Die Natur, ein Akt der Balance

Wie kann es zu so einer Pandemie überhaupt kommen?

Diese Frage beschäftigt mich und sicher viele andere momentan sehr.

Die Antwort ist einerseits recht einfach und andererseits von so vielen Faktoren abhängig.
Für die Verbreitung braucht es erstens ein Virus das ansteckend ist. Je ansteckender desto größer ist die Wahrscheinlichkeit der Pandemie. Zweitens braucht es Menschen die dieses Virus verbreiten. Lokal im Linienbus und im Einkaufszentrum oder beim Feiern, sowie im Büro. Eben dort wo Menschen auf Menschen treffen.
Doch wie gelangen solche neue Viren den erst an den Menschen? Die Viren die dem menschlichen Immunsystem der Masse schon bekannt ist, stellt durch die Immunität keine große Gefahr dar, also muss ein solches Virus irgendwo von aussen kommen.

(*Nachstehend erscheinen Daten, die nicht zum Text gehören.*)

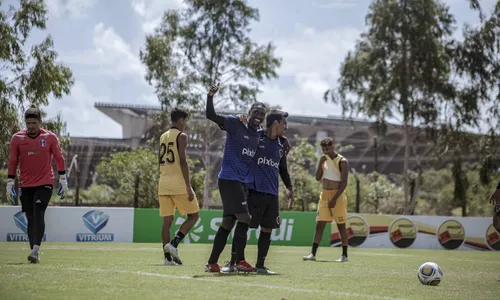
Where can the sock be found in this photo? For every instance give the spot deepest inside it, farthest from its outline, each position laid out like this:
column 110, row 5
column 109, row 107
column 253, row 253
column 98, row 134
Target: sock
column 31, row 230
column 39, row 230
column 315, row 248
column 219, row 244
column 344, row 251
column 240, row 240
column 263, row 248
column 177, row 239
column 233, row 254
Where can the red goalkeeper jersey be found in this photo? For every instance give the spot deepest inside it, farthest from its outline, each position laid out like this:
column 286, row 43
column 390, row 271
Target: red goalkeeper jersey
column 34, row 157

Jede einzelne Waldrodung, Bebauung von großen unberührten Naturflächen und Trockenlegung von Gebieten sowie jeder neue Abbau von Rohstoffen birgt die Gefahr, dass Tiere dort ihren Lebensraum verlieren und fliehen müssen. Man beobachtet häufig, dass wilde Tiere sich plötzlich in Städten wiederfinden. Mit sich schleppen sie Parasiten, Viren, Bakterien, Pilze und andere Probleme.
Wenn eine Entenfamilie vom Waldsee zum See im Stadtpark fliehen, stellt es meist keine besondere Gefahr dar, doch wenn im unerforschten Amazonas Tiere in die Stadt fliehen, kann es durchaus passieren, dass sie auch tropische Krankheiten im Gepäck haben. Wenn diese dann in Kontakt mit dem Menschen, oder durch andere von Menschen gehaltenen Tiere wie Vieh oder Geflügel, kommen, gelangt beispielsweise ein Virus ungehindert zum Menschen.

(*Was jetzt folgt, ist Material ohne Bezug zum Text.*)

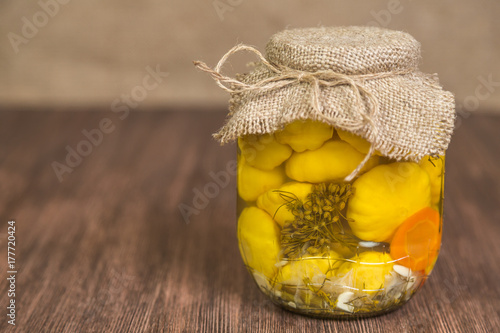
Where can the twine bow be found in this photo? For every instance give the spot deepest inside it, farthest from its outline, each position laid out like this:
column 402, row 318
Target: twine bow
column 285, row 76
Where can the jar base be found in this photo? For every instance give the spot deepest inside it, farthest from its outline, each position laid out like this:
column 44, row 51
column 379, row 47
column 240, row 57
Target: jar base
column 322, row 314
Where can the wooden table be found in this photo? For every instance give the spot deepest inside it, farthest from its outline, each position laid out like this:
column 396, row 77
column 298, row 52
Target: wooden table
column 107, row 249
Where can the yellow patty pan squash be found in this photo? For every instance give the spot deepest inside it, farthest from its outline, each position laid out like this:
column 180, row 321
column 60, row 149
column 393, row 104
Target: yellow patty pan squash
column 263, row 151
column 259, row 241
column 252, row 182
column 367, row 271
column 434, row 166
column 314, row 268
column 332, row 162
column 273, row 201
column 385, row 197
column 302, row 135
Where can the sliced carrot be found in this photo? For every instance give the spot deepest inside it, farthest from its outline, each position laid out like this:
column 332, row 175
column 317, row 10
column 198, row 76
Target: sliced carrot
column 416, row 242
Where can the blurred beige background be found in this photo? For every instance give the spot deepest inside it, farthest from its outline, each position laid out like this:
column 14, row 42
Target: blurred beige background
column 88, row 53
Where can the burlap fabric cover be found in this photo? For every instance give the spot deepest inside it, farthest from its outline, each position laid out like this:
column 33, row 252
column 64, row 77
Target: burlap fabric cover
column 361, row 79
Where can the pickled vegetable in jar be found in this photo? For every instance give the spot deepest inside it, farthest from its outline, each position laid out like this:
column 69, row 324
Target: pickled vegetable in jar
column 341, row 153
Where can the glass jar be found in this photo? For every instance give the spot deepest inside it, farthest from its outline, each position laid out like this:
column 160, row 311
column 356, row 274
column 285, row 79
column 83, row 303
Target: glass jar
column 321, row 246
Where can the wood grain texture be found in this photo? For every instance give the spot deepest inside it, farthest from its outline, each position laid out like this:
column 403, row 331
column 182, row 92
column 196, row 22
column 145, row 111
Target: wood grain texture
column 107, row 250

Wo genau das Coronavirus Covid-19 herkommt scheint keiner wirklich zu wissen. Experten hört man sage es sei neu entstanden indem bestimmte Schlangen- und Fledermausarten zu dicht beieinander gehalten worden sind (Tiermarkt Wuhan) und bei der Zubereitung habe das Virus dann den ersten Menschen infiziert.
Ob dies nun genau so war oder ähnlich anders, denke ich lässt sich kaum noch zurückverfolgen. Aber das Viren so neu entstehen können ist sehr gut möglich.
Zumindest weist es darauf hin, dass der Mensch die Natur nicht so behandeln darf wie er es in den letzten 200 Jahren getan hat!

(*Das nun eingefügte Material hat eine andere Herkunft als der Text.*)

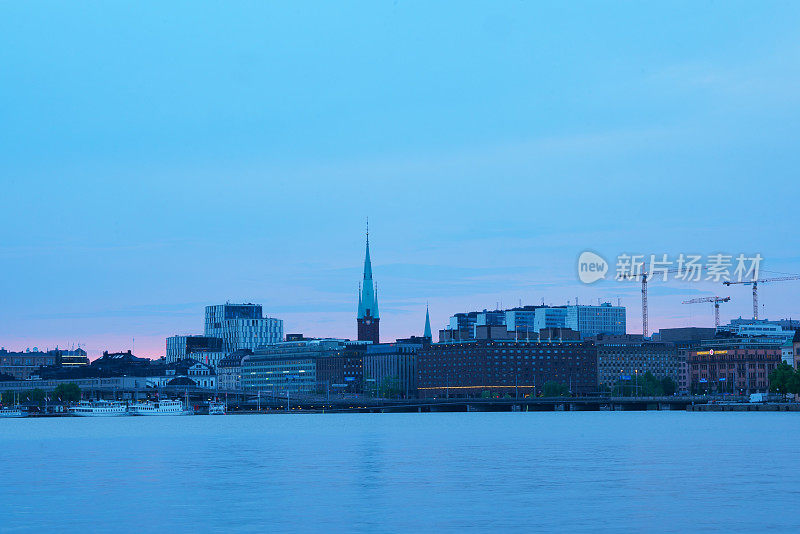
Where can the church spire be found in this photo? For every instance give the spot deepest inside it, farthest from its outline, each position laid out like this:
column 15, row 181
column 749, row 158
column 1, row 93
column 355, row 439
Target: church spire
column 368, row 315
column 428, row 335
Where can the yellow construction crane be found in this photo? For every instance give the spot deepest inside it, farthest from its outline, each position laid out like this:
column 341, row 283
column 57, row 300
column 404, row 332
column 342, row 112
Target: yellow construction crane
column 755, row 283
column 715, row 300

Die Natur hat uns jetzt mehr oder weniger Hausarrest gegeben, weil wir sie falsch behandeln. Und doch hat sie dieses Mal noch kein Virus auf uns gehetzt, dass jeden zweiten infizierten tötet.

Der Mensch, die Regierungen und Machthaber müssen auf globaler Ebene begreifen, dass menschliche Zivilisation kein Projekt ohne Limit ist!
Immer weiter, höher und schneller birgt für den Menschen uneinschätzbare Gefahren.

Jede Aktion bringt eine Reaktion. Heute ist der Regenwald auf etwa 25% seiner Ursprünglichen Größe abgeholzt worden. In den nächsten zwei bis drei Jahrzehnten wird es, wenn sich an dem Vorgehen nichts ändert, keinen Regenwald geben. (Wenn er sich nicht selber mit einer tödlichen Seuche zur Wehr setzt). Aber auch dieses Abholzen wirkt sich auf das Klima aus.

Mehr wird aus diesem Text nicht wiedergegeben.